Daarmee ligt voor Corvus de uitdaging niet in het vinden van redenen waarom historici zouden kunnen of moeten bijdragen aan grote beleidskwesties, maar in het daadwerkelijk bieden van historisch geïnspireerd advies in allerhande soorten situaties. Het pleidooi voor meer maatschappelijke betrokkenheid werd al overtuigd gemaakt in de manifesten van vele historici, los van de blijvende meningsverschillen daarover. De geopolitieke of systemische adviesrol is voor historici bovendien geen nieuwe, zoals Harm Kaal en Jelle van Lottum aankaartten. Wat wel een alternatief succes zou zijn, is wanneer organisaties steeds meer toegepaste geschiedenis gaan aanwenden in hun dagelijkse werking, ook zonder voorafgaande crisis. Daarvoor is het echter noodzakelijk dat toegepaste historici zich op heel diverse terreinen gaan manifesteren, evenveel leren uit de praktijk als uit de discussie onder vakgenoten, en zich uiteindelijk durven onderwerpen aan het oordeel van niet-geschiedkundigen.
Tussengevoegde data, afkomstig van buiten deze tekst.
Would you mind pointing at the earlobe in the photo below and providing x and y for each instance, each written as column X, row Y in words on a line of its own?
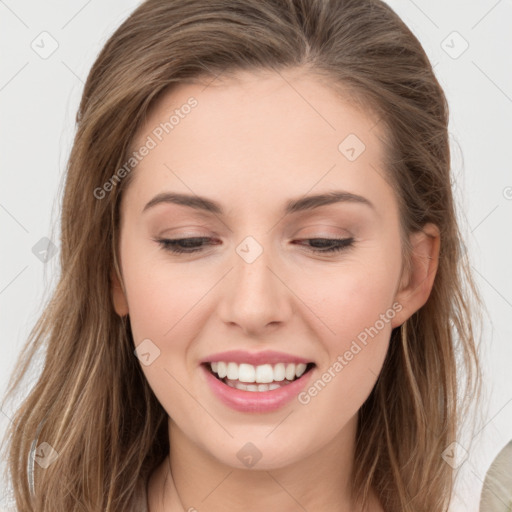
column 416, row 285
column 118, row 295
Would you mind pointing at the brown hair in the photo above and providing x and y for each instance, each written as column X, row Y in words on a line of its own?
column 92, row 403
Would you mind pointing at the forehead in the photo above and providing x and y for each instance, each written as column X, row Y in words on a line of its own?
column 257, row 136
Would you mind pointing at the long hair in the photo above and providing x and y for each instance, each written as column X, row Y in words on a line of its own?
column 92, row 403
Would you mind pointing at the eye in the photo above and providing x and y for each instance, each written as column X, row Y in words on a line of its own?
column 330, row 245
column 183, row 245
column 196, row 244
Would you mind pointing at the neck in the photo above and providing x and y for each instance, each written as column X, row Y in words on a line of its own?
column 194, row 480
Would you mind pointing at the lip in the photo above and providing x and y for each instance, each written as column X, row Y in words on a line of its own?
column 255, row 358
column 255, row 401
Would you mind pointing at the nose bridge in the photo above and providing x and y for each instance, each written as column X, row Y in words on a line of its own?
column 256, row 296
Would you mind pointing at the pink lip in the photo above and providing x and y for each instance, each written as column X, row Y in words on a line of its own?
column 255, row 358
column 255, row 401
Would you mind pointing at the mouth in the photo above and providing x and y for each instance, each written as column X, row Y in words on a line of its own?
column 258, row 378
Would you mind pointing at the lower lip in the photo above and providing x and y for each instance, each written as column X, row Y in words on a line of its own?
column 256, row 401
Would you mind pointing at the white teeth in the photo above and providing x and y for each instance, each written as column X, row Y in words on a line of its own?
column 222, row 370
column 253, row 387
column 261, row 375
column 246, row 373
column 279, row 372
column 232, row 371
column 290, row 371
column 264, row 373
column 300, row 369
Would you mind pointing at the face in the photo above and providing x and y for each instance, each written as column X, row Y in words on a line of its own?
column 269, row 282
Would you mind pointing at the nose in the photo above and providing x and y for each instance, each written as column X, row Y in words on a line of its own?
column 255, row 297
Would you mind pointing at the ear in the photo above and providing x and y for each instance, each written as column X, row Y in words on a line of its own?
column 118, row 294
column 418, row 277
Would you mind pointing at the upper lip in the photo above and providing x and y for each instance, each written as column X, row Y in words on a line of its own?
column 255, row 358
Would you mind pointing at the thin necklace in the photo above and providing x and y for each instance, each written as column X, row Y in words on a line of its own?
column 172, row 479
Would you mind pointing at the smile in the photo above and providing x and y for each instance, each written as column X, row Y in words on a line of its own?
column 262, row 387
column 264, row 377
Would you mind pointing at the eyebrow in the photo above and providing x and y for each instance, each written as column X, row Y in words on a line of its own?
column 292, row 206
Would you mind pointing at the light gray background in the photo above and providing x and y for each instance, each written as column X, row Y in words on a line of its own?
column 38, row 101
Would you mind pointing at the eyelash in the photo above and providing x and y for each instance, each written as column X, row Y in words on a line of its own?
column 171, row 245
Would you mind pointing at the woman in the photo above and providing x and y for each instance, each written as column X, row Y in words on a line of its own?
column 263, row 302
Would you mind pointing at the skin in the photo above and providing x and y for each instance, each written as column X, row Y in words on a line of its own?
column 255, row 141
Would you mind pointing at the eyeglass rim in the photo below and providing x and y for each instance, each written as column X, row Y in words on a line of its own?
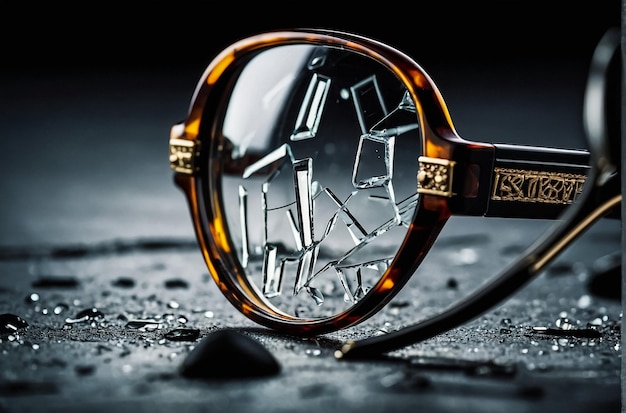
column 198, row 186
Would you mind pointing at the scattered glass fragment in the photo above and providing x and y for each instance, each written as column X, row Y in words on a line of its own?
column 176, row 283
column 90, row 315
column 183, row 334
column 56, row 282
column 573, row 332
column 146, row 324
column 11, row 323
column 123, row 282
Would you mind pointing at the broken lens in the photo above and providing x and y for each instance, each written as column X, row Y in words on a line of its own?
column 321, row 145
Bram De Ridder promoveerde in 2016 op een onderzoek over grensbeheer tijdens en na de Tachtigjarige Oorlog. Sindsdien heeft hij zich toegelegd op toegepaste geschiedenis, waarbij hij momenteel werkt als coördinator van het methodologische project Corvus (KU Leuven en Rijksarchief in België, gesponsord door Fonds voor Wetenschappelijk Onderzoek – Strategisch Basisonderzoek).